Caesars Interactive Entertainment (CIE) will be spun off into a separate company only part-owned by the casino group in a bid to reduce its long-term debt.
The move will see Caesars Entertainment receive a combined US$500m, rising to a potential $1.2bn, in investment from Apollo Management and TPG Capital. The two private equity firms will also be part-owners of the new entity, as the casino group looks to reduce its $20bn debt.
The new division, named Caesars Growth Partners, will include CIE, the Planet Hollywood chain as well as the planned Horseshoe casino in Baltimore. A separate new company, Caesars Acquisition Company, has also been created to oversee the transition and will be headed up by CIE chief executive Mitch Garber (pictured).
“The transaction is an important step in our ongoing efforts to improve the company’s balance sheet and position ourselves to make strategic investments,” said Gary Loveman, president and CEO of Caesars Entertainment in a statement. “Caesars Growth Partners and its simple and flexible capital structure provide us with a vehicle to pursue growth opportunities while retaining a significant portion of the financial upside associated with these assets and projects. The transaction enables us to raise equity capital at attractive valuations without diluting stockholders of Caesars and provides Caesars additional cash liquidity without incurring new debt.”

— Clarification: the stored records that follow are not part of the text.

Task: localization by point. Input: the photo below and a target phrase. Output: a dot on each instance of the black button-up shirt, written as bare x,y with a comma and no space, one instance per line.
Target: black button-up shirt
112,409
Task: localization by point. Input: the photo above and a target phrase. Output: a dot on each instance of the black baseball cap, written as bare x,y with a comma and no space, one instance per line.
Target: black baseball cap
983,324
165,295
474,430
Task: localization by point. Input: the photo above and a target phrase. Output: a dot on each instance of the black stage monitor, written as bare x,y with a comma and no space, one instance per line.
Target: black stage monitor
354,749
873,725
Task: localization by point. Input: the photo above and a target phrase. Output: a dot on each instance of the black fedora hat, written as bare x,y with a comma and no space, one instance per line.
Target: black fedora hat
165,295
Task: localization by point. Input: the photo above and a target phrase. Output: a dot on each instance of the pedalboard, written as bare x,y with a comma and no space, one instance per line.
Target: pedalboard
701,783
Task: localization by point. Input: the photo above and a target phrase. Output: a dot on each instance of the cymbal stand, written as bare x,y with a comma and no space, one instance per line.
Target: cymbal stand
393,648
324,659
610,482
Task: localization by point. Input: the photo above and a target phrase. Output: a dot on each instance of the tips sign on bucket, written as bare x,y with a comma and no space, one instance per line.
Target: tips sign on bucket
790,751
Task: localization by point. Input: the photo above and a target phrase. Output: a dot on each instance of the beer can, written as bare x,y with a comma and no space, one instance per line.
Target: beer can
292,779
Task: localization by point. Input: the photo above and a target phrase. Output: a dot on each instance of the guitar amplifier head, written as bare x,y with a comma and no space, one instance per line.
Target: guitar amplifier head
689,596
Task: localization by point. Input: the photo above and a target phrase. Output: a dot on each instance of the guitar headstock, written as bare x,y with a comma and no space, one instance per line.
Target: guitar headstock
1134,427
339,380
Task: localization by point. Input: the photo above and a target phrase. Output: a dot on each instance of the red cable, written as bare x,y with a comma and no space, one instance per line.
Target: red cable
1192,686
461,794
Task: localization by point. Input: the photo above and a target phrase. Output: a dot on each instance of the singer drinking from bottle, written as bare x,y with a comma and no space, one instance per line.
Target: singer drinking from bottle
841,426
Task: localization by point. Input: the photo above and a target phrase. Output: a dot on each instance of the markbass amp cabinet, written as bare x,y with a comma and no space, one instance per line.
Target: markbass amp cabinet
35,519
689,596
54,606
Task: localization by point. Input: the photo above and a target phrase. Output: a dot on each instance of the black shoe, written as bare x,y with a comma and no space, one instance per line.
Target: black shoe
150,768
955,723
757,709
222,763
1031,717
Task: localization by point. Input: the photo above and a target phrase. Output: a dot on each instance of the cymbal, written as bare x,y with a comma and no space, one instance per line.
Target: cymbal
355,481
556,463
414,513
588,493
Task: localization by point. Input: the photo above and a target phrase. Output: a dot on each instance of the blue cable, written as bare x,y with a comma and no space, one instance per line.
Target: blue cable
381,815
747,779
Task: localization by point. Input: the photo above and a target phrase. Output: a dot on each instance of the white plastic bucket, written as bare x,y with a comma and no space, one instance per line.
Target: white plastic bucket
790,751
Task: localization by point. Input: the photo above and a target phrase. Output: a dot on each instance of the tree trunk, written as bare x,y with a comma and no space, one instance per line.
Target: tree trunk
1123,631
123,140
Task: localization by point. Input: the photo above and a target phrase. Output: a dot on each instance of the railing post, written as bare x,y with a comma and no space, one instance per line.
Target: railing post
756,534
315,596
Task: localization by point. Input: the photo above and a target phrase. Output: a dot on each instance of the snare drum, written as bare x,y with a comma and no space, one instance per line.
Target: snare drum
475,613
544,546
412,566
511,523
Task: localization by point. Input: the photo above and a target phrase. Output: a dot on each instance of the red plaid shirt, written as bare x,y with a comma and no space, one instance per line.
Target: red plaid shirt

The casino group is set to own at least 57% of Caesars Growth Partners but this could rise to 77% depending on sale of shares, with Caesars also entitled to a call option on the remaining shares at a later date.
Last September, Fitch Ratings predicted a spin-off of Caesars’ online division could be a “logical precursor to a restructuring”, as it downgraded the casino group from a stable to negative outlook, due to concern over its high debt levels and questions over CIE’s ability to monetise players.
Fitch argued spinning off CIE could avoid the need to extract value out of it and not risk the entity being pulled into the debt restructuring proceedings.
CIE began preparing for online gambling regulation in the US when it signed a B2B deal with 888 in 2009. It also acquired a 51% stake in social games developer Playtika in May 2011 before making it a fully-owned subsidiary by securing the remaining 49% later that year.